Странно: не выпад, не скандальность момента, не злорадная заинтересованность, с которой на него уставились вокруг, наконец, не весь клубок ощущений, неприятных до болезненности, до пустоты в животе и легкой тошноты, до мгновенных жара и ледяного холода, поочередно бросившихся в голову, подействовали на Каблукова сильнее прочего - а неожиданность его положения относительно собственной судьбы. С тех дней, как идея принимать, понимать и воссоздавать опыт жизни в виде грандиозного сценария, хотя бы и разбивающегося сплошь и рядом на отдельные, обладающие собственной завершенностью главы, оформилась и захватила его, он привык, что не он делает, а с ним делается. Его же функция и одновременно обязанность угадывать в этом, различать черты, опознавать повороты как замысла в целом, так и тех сцен, записать которые он предназначен. Даже берясь за предложение Дрягина, он всего лишь дал нести себя течению - просто потому, что остаться на берегу означало уклониться от действия. В яркий летний призывный полдень полезть на печку спать. Судьба развертывалась через его согласие и последствия такого решения, а не мимо них. Опять-таки с ним происходила история, а он в нее вглядывался. Но сейчас он должен был или навязать действию и, соответственно, сценарию свою волю, или предпочесть какой-то другой, в котором ему предлагалась парадоксальная роль неучаствующего. Уже и не наблюдателя, а бесчувственного тела.
Он сказал: 'Что бы вы хотели узнать?' 'Насколько вы в этом деле замешаны?' 'Второе лицо - вас устроит?' Каблукову было все равно, на то ли, что вкладывал Ильин в вопросы, он отвечал. 'Вы сознательно на это пошли, или не понимая, что к чему, или не замечая, что вас вовлекают?' 'Прекрасно понимая'. 'И зачем?' 'Чтобы заработать кой-какой капитал'. 'И за что же вам платили эти?!' - возгласил Ильин с максимально саркастическим пафосом, оставляя 'тридцать сребреников' висеть непроизнесенными. 'Ну за что, за что? За то, что я умею делать'. 'Не вдаваясь в то, благородно это или безнравственно, не так ли?' 'Я из благородства профессии не делаю'. 'Вы хотите сказать, что я...' 'Я говорю про себя, а не про вас. Каждый зарабатывает, как умеет. За публичную декларацию благородства тоже платят. В другой валюте. Я предпочитаю общепринятую'.

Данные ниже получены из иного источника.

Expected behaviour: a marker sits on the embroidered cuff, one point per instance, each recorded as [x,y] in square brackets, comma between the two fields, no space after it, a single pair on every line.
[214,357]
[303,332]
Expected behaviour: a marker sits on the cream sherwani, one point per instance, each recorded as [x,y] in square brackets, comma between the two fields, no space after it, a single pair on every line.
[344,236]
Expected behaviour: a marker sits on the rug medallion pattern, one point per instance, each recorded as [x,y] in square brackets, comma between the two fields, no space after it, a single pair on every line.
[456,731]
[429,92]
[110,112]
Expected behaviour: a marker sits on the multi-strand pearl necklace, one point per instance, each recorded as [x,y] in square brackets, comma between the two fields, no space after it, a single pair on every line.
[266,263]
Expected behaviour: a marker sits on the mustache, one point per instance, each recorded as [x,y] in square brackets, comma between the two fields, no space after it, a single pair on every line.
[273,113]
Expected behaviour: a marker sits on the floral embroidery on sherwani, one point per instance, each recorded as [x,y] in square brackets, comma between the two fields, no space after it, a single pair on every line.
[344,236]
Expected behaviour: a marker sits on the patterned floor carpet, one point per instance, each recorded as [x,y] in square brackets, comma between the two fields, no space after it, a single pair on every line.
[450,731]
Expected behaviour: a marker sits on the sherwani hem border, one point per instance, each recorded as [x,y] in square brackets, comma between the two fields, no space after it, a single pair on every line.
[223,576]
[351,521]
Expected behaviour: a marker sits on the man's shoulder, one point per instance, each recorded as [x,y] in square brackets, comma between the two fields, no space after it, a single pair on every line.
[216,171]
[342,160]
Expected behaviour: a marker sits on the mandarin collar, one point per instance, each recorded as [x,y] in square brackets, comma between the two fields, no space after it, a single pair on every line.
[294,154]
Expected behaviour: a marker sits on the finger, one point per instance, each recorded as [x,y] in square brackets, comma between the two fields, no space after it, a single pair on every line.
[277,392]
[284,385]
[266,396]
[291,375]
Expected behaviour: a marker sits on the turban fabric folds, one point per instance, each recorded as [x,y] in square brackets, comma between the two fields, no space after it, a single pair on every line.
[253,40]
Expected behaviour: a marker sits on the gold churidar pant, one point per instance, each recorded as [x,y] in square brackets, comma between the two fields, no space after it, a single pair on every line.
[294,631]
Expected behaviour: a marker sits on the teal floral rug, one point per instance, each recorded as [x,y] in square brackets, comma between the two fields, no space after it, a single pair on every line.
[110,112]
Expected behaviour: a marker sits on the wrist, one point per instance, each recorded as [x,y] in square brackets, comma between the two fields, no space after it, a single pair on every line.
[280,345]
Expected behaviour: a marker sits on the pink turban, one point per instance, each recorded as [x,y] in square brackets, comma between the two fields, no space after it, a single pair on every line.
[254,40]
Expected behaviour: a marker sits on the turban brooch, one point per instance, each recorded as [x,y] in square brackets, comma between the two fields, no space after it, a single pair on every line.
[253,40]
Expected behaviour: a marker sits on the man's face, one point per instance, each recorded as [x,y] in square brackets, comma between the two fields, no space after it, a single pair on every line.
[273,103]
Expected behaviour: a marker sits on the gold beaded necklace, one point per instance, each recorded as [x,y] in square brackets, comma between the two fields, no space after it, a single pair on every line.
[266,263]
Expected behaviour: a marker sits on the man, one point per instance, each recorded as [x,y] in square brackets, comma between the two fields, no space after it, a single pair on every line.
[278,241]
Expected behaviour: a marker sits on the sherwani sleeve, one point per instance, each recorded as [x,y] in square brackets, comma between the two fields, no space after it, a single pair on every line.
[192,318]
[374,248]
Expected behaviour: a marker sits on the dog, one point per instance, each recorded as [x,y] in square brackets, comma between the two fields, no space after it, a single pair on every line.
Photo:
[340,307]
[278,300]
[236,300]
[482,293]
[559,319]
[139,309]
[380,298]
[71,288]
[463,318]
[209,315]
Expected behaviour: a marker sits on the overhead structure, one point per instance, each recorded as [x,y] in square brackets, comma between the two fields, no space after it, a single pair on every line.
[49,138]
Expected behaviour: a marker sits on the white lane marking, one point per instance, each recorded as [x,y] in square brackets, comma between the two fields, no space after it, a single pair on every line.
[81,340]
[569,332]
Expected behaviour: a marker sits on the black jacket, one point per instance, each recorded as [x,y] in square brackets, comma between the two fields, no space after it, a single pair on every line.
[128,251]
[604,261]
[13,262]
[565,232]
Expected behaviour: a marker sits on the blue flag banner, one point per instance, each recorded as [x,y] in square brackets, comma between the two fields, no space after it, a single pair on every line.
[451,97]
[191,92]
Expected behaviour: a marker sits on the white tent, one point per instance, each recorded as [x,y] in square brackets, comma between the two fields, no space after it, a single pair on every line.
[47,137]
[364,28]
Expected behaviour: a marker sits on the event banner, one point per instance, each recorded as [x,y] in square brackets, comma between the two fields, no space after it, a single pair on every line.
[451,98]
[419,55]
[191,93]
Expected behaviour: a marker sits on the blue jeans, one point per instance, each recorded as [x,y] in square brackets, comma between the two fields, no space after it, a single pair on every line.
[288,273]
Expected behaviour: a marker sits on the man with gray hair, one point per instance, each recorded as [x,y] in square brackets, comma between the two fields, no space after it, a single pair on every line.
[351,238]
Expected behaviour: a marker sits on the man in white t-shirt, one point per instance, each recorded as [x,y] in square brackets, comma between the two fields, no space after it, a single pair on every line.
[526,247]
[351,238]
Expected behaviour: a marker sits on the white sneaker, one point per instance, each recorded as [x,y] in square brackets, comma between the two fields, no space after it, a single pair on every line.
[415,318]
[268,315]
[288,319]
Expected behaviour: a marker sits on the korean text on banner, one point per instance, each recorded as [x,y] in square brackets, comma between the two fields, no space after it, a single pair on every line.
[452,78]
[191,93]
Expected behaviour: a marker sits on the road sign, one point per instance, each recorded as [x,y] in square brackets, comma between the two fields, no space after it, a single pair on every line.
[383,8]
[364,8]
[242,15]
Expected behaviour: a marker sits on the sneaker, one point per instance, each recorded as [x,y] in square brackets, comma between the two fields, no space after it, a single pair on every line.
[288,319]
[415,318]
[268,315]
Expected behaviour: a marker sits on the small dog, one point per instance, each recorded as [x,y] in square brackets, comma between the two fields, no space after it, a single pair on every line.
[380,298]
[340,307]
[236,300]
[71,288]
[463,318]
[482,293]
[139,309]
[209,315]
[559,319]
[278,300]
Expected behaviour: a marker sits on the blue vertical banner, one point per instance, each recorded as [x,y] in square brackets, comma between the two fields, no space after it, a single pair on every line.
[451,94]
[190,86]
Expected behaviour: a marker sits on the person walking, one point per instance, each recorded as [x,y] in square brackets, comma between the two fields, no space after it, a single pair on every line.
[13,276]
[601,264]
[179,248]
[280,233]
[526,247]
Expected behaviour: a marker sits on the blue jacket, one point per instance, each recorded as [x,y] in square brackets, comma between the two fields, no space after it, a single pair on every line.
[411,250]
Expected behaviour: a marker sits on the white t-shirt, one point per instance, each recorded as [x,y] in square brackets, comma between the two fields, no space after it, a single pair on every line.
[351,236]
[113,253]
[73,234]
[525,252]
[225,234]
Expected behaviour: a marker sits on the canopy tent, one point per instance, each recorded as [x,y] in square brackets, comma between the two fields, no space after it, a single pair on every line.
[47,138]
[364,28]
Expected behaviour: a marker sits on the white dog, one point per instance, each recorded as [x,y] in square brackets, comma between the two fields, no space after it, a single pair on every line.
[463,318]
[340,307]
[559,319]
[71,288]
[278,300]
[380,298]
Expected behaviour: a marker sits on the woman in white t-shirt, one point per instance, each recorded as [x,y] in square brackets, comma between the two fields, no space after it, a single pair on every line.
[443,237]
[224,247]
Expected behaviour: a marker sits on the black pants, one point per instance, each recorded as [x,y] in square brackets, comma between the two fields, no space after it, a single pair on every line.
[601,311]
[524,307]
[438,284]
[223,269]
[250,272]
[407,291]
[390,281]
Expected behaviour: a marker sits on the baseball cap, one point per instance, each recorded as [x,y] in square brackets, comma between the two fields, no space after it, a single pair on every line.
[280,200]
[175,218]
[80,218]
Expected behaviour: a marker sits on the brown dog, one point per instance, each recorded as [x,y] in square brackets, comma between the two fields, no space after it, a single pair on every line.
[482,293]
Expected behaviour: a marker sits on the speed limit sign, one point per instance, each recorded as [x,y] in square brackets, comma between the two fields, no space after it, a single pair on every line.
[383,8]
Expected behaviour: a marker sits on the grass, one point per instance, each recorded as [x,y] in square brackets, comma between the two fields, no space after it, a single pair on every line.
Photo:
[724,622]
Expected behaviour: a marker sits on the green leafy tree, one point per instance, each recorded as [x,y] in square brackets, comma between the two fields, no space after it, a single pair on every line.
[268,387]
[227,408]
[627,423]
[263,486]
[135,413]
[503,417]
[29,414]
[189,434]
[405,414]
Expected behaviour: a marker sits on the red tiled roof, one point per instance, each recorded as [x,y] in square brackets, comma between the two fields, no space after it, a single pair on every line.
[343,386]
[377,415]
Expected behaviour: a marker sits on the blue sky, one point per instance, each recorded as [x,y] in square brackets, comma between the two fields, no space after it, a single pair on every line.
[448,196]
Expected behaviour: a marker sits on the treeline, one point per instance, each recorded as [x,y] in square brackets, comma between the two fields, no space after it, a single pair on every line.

Как все-таки Каблуков в случившемся участвовал да и что в конце концов случилось, ни для Ильина, ни для остальных слушавших ясней не стало. Наоборот, еще запуталось. Полноценного скандала тоже не вышло - так, разругались, а это среди кинопублики с ее комплексом неполноценности, перманентной возбужденностью и надрывом, не редкость. На пафос и риторику Ильина Каблуков ответил тоже излишне торжественно: 'Я предпочитаю общепринятую!'. Как говорил в таких случаях Валера Малышев: 'Что-о за дела?' Тоня, выслушав, сказала: ну и черт с ним. Крейцер: да пошел он. Аверроес, навестив: не станем же мы обсуждать то, что сказал Марк Ильин, всерьез. Гурий: по мне, советское вранье честнее этой вшивой порядочности - я имею в виду вшей как паразитов на живом теле и крови. Изольда, узнав от Гурия: видела я вашего Ильина - клянчащая улыбочка, которую он считает обольстительной... В общем, единогласно. Неприятно было только то, что Каблуков со всеми ними об этом говорил. И именно с теми, в чьей реакции был уверен. Искал одобрения.